On March 16, eleven volunteers from Northeast Ohio Medical University, aka “HPAC’s Got Your Back”, which incorporates the Health Professional Affinity Community Program in their team name, donated their time to improve the quality of life for Jill Siegel. HPAC’s Got Your Back completed heavy duty cleaning and organizing of Jill’s kitchen, office, living rooms, bedrooms, and bathrooms. The team even hung up her blinds and curtains.
One of the most impactful points of the day was during lunch when Jill shared her story to the team and then the volunteers in turn shared their work and studies at Northeast Ohio Medical University. Jill was very grateful for all of the help that HPAC’s Got Your Back provided her. She was happy to get to know all of them and she loved watching everyone working as a team putting up her blinds and curtains.

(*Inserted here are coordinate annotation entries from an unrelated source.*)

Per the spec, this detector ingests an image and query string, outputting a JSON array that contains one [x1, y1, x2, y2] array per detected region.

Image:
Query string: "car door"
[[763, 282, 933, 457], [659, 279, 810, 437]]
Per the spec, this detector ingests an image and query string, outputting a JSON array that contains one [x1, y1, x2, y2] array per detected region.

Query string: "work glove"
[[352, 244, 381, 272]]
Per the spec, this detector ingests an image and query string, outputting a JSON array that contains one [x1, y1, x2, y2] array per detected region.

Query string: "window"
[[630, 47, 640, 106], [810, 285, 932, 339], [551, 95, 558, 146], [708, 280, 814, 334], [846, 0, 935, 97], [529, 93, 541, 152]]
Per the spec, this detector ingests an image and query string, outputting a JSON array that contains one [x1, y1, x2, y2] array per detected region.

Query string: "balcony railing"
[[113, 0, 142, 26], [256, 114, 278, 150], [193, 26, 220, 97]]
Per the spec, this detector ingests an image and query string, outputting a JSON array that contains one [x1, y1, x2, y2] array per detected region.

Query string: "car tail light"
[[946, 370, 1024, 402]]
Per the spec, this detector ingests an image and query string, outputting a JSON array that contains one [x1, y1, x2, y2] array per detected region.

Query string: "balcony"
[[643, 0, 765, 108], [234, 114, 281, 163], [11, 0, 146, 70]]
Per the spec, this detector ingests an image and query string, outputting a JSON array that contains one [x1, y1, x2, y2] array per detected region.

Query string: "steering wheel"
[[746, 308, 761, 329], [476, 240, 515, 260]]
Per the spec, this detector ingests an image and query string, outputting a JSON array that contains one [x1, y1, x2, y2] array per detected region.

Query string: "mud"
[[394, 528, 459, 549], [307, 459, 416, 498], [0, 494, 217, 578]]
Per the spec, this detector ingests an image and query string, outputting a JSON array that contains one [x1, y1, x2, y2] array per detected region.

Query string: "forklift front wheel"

As the month of March continued, eighteen students from Walsh University’s Honors Class assisted with providing another WADADM project for Jan Massouh. The team decided on the name, “Honors Class Twenty One Four, Knocking On Your Door,” which combines their graduation date and honor’s class theme into the name. The Honors Class Twenty One Four Knocking On Your Door donated their time by completing some heavy duty cleaning and organizing of her kitchen, living room, bedrooms, closets, bathroom, and garage.
One of the most impactful points of the day was when the team transformed Jan’s spare bedroom into a newly organized art/music room. Jan’s reaction when she saw the room was priceless. Jan was so appreciative of all the help she received from the students and she was heard several times that day saying that she knows they will all go far in life. Jan took time to talk to each volunteer individually and really connected with them when she shared her story.
If you are a person with MS who does not have resources to complete a project around your home and may benefit from this program or if you would like to volunteer, please contact Tosh Tripi at firstname.lastname@example.org or 216-503-4182.
About Multiple Sclerosis
Multiple sclerosis, an unpredictable, often disabling disease of the central nervous system, interrupts the flow of information within the brain, and between the brain and body. Symptoms range from numbness and tingling to blindness and paralysis. The progress, severity and specific symptoms of MS in any one person cannot yet be predicted, but advances in research and treatment are moving us closer to a world free of MS. Most people with MS are diagnosed between the ages of 20 and 50, with at least two to three times more women than men being diagnosed with the disease. MS affects more than 2.3 million people worldwide.